Yolda Durmak

               Kaz Dağları’nın güzelliği içinde ağaçların arasından kıvrıla kıvrıla inen bir toprak yol buyur ediyor bizi tüm davetkarlığı ile. Yolun davetine icabet edip takip ediyoruz biz de onu.

                İki tane güzel köyün içinden geçip Muratlar’a varıyoruz. Taş duvarlı köy evlerinin arasında bir direğe asılmış küçük bir tahta tabelanın gösterdiği yöne doğru ilerliyoruz: Yeniköy.

                Çakıl taşları tekerleklerin altında yuvarlanırken önümüzde uzanan vadinin güzelliğinden büyüleniyoruz… Bir iki tane eski eve rastlıyoruz yol kenarında. Bolca emek ve sevgi verildiği belli olan bahçeyi gördüğümüzde iniyoruz aracımızdan.

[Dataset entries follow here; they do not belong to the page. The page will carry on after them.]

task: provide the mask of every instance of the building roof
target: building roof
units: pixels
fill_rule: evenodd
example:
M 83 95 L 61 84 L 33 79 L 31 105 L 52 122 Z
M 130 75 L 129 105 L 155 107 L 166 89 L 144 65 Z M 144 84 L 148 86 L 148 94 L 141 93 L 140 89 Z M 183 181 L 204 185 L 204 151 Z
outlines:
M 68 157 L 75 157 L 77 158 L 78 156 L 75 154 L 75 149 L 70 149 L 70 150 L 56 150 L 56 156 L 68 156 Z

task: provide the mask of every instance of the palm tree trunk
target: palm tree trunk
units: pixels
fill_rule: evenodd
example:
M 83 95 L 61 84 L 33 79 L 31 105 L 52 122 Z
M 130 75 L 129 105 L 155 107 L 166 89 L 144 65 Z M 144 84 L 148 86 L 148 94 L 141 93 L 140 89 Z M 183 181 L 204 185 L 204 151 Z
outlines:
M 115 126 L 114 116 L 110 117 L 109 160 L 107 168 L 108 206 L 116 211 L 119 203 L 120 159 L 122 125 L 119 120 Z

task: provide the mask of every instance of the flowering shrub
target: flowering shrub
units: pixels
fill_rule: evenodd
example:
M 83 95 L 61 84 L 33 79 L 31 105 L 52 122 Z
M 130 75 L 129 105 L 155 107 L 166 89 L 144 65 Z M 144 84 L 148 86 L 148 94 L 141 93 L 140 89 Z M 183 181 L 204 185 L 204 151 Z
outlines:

                Etrafı taş evlerle çevrilmiş bahçede kuzukulağı, japon yeşili, reyhan, marul,  adaçayı, nane… Her günün yemeğini sunan bereketli bahçenin bir kenarında bir gölgelik ve altına yerleştirilmiş bir ahşap masa. Hemen buyur ediliyoruz öğle yemeğine. Hamurundan sosuna dek buradaki insanların buradaki topraktan elde ettiği ürünlerle hazırlanmış bir pizza ikram ediliyor, hep beraber keyifle sohbete dalıyoruz.

IMG_4690

Mustafa ve gözde ekmeği

  Birkaç kişinin ortaklaşa aldığı bir arazide kurulmuş bir yer Yeniköy Çiftliği. Şu anda buranın sürekli sakini olarak Mustafa ilgileniyor çiftlikle. Lakabı Balıkçı. Çocukken yaşadığı köyde tuttuğu balıklardan bahsediyor bize. Sabah gidip akşam dönermiş eve. Bütün bir haneyi doyururmuş böylece. Sonra şehre gidip inşaat mühendisi olmuş, içindeki doğa hasreti baki kalmış. En son da gelip buraya yerleşmiş işte. Her sorumuza derin derin cevap veriyor.  Hemen her konuda içten sohbetini esirgemiyor. Sadece kendi arazisiyle değil, bütün bölgeyle ilgileniyor. Kaz Dağları’nın içini oyan altın şirketlerine karşı durup köy köy yeni bir yaşam oluşturuyor burada. Toprağa saçtığı tohumlar kente ulaşıyor.

 Biz geldiğimizde burada olanlardan ve bizi gülen yüzleriyle karşılayanlardan üçü gönüllüydü burada. EVS ile gelen Anne-Marine ile Sandra yaklaşık 1 yıldır buradalar. Biri Fransa, diğeri Macaristan’dan gelmiş. Daha önce bulundukları bir eko köyde tanışmışlar. Bir de Mahir var. Ya da Halil. İçinizden geldiği gibi seslenebileceğiniz biri aslında. Hayat, varoluşun kendisi ne getirirse onu seviyor. Doğanın döngüsü içerisinde, kendi varlığının akışıyla huzur içinde… Uzun bir süredir de Yeniköy’de… Kahkahası bütün içtenliğini yansıtıyor. Bedeni ve ruhu aynı anda iletişim kuruyor sohbet ederken. Paylaşabileceği ne varsa tereddütsüz sunuyor bize.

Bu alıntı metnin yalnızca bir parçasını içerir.